In the present study, it was noted that with 50% bone loss, the stress values were notably greater due to the combination of loss of bone and PDL and the anatomy of apical region. These results showed that when the stress at root apex is doubled, bone loss became directly proportional to the reduction in force levels for each of the types of orthodontic tooth movements. Clinically, these results show that when the periodontium is reduced, lower forces are required to reach the maximum stress that is tolerable in comparison with teeth with intact periodontium. Alveolar bone height loss causes an increase in von Mises stress values at all levels. 18 Similarly, Ghuloom et al. 23 (2017) reported a correlation among the root apex stress, bone loss, and reduction in force levels for the translational movement. The translational movement of a maxillary 1st molar for three levels of bone loss (2.5, 5, and 6.5 mm) were investigated in this study by Ghuloom, which showed that decreased force levels were required to develop stress levels similar to those obtained in areas without bone loss (80% of the initial force of 300 g for 2.5 mm bone loss, 60% for 5 mm bone loss, and 35% for 6.5 mm bone loss). In another study done by Juan Cobo et al., 24 they found that after applying the labiolingual force in the canine, a progressive increase of the stress in the labial and lingual zones of the tooth, periodontal membrane and alveolar bone was observed when the alveolar bone was reducing. They explained that when a bone height reduction is simulated in the model, greater increase of tension in the periodontal membrane is produced when the bone loss ranges from 6 to 8 mm. The implications of a reduction in alveolar bone have been assessed from the point of view of change in the center of resistance. 20 Although 0.017 mm/year of bone resorption can be considered quite normal (Corn & Mark, 1989), increased resorption can be detected in the patients referred for orthodontic treatment.

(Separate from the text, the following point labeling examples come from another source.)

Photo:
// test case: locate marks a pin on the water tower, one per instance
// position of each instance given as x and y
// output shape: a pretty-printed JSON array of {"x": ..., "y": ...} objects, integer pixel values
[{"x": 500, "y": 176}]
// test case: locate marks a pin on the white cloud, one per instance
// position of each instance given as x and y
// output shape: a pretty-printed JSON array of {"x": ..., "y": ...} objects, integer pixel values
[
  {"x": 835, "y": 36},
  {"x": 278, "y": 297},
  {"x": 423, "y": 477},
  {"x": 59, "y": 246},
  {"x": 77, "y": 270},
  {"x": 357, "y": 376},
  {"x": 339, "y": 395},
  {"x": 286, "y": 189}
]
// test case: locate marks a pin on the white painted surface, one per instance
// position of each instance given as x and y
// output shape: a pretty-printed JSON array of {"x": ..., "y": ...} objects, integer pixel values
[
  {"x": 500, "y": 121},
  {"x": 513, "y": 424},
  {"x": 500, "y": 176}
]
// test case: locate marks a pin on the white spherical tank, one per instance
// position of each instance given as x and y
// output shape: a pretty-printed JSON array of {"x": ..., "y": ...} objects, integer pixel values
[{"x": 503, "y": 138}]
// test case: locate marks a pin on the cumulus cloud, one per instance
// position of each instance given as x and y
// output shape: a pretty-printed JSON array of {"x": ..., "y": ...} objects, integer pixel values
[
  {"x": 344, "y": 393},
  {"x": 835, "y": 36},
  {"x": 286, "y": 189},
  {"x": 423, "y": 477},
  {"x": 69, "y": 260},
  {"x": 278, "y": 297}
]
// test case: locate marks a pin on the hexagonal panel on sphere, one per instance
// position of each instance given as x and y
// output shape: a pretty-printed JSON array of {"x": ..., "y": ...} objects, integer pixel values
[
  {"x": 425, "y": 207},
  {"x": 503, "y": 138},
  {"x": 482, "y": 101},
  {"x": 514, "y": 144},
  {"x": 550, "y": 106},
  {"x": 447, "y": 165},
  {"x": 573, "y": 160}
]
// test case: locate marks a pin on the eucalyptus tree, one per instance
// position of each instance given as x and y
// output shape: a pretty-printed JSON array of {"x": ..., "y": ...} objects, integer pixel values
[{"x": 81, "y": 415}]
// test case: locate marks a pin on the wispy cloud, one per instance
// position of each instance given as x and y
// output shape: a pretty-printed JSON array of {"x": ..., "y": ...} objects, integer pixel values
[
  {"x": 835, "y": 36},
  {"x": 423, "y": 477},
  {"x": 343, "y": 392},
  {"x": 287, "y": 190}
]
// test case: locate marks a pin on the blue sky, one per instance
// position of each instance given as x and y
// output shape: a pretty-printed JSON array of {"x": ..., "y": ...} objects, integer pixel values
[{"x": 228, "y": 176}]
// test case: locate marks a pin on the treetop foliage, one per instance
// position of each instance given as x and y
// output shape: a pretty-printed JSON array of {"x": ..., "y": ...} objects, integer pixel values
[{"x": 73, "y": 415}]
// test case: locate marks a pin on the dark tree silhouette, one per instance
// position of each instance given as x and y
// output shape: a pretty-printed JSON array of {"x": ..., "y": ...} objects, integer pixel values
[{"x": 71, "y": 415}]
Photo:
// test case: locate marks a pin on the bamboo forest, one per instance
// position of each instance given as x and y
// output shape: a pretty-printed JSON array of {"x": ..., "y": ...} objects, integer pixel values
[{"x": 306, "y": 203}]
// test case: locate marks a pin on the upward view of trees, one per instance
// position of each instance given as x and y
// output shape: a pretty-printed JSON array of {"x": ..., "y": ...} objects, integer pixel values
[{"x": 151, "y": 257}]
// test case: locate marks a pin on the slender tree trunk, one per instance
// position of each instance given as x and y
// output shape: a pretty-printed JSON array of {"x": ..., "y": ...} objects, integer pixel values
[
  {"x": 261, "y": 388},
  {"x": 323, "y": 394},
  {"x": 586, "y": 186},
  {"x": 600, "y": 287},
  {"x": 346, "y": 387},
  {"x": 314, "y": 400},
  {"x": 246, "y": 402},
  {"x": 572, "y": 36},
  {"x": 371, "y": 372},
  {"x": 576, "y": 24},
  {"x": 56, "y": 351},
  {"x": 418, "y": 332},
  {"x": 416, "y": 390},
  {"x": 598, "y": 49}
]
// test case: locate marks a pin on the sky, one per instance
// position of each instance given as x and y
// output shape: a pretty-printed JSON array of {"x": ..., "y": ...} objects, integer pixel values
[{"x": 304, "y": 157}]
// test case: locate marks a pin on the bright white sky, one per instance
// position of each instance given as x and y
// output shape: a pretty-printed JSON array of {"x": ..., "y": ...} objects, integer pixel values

It seems suitable to assume that increased orthodontic forces with advanced bone loss have a greater effect on the neurovascular bundle at the root apex and PBF. This relevantly emphasizes the importance of applying lower forces (Proffit recommended up to 1.2 N) 8 in appropriate activation intervals in adult patients. Nevertheless, more statistics on the tolerable stress at root apex and orthodontic loads without affecting the pulpal blood flow in cases with reduced PDL and bone is needed.
Conclusion
There are a series of changes in dental pulp after orthodontic forces are applied. FEA constitutes a non-invasive, precise method providing both quantitative as well as detailed data regarding the physiological responses occurring in periodontal ligament, alveolar bone, and dental pulp. It was concluded from this study that:
Rotation type of tooth movement produced the greatest stress in the pulpal tissue whereas translation produced the lowest pulpal stress, be it incisors or molars. Maximum amount of pulpal stress was concentrated at the root apex, for any type of tooth movement. As bone level decreased the pulpal stress values increased almost linearly. Anterior teeth showed more pulpal stress than posterior teeth, be it normal bone height or 50% bone height.
Footnotes
Declaration of Conflicting Interests
The authors declared no potential conflicts of interest with respect to the research, authorship, and/or publication of this article.
Funding
The authors received no financial support for the research, authorship, and/or publication of this article.
Statement of Informed Consent and Ethical Approval
Required ethical clearances have been obtained from the institution IEC/ORTHO/13/19 before initiating the study. No informed consent was necessary for this study because no patient data or information was used to create FEM models.